DICHOTOMY 10: INVITATION OUT OF EXILE
This is the culmination of a four year quest for self respect, four years of searching for one quality a people must possess to call their “Home” a “City” and a “City” a “Home.” Without this quality a person lives in nothing more than a collection of steel, stone, sweat, and despair. To deny a city of its destiny and existence is to deny the presence of real people; people who laugh, cry, rejoice just as you. There is not a faceless mass but rather a mass of living beings, an unquantifiable collection of life.
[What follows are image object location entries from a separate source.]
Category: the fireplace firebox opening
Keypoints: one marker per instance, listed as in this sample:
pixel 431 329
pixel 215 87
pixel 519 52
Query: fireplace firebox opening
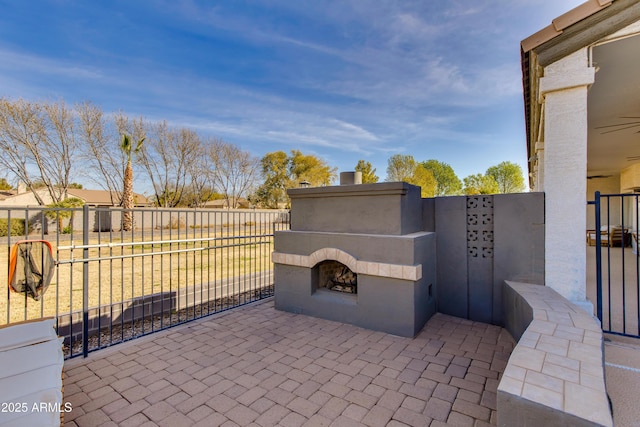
pixel 335 276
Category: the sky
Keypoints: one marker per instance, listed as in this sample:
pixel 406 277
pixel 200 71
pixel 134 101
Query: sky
pixel 344 80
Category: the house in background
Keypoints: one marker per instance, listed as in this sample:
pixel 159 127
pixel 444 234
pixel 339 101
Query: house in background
pixel 581 78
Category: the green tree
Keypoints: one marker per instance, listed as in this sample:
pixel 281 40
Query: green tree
pixel 307 167
pixel 509 177
pixel 400 167
pixel 126 145
pixel 403 167
pixel 275 173
pixel 447 182
pixel 423 179
pixel 282 172
pixel 368 172
pixel 480 184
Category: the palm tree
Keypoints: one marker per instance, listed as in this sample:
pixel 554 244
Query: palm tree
pixel 127 148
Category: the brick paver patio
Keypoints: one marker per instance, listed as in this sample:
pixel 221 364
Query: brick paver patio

A minute line drawn of ink should not be allowed to define or repress life-yet it has. Do not think about what you read but rather act on what you read. Each article represents the joy of diversity, and the quiet pleasures of existence. So please: I ask you to read this and irrationalize, question the norm, pierce the vales of ignorance and ponder a greater future. This is dedicated to a city.
Contributors
Robert G. Leisey: THE AMERICAN EHTOS AND URBAN EMIGRATION
Bruno Leon: CITY IN THE MIST
Stephen Vogel: THE SUBURBANIZATION OF DETROIT
Robert Arens: LEXLCON
Jerzey Staniszkis: THE DETROIT RIVER
Daniel L. Faoro: THE ARCHITECTURE PROFESSION: SOCIAL RESPONSIBILITY AND AFFORDABLE HOUSING
Rochelle Martin: TRAVELOGUE
Clyde Wilson: ROBOCOP MEETS THE GREEN HORNET
My great and beautiful Detroit is a metropolis, as the ancient Greeks viewed it, the mother city of a state or colony. The area within the paper boundary, the soul, that suburbs mere children. My Detroit, as in our own beings, finds its purpose in the expression of inner composure: an embodiment of its people and I as one of its believers. My city is a fabric woven of almost incomprehensible diversity of cultures, histories, and emotions. This is what makes it beautiful, but I am still quite ashamed of my city. I am ashamed of my city’s emotional construction. I do realize we try to strive for greatness in everything we do externally. Yet, internally as a city, as unified binded people, we exist in chaotic turmoil, wallowing in blame, hoping to find solutions. Our present existence is a summation of reactions. It is time to stop reacting and start acting (personal responsibility - not blame). I believe Detroit can be harmonious once more, but it is time to ask ourselves what it means to be a city, a great city.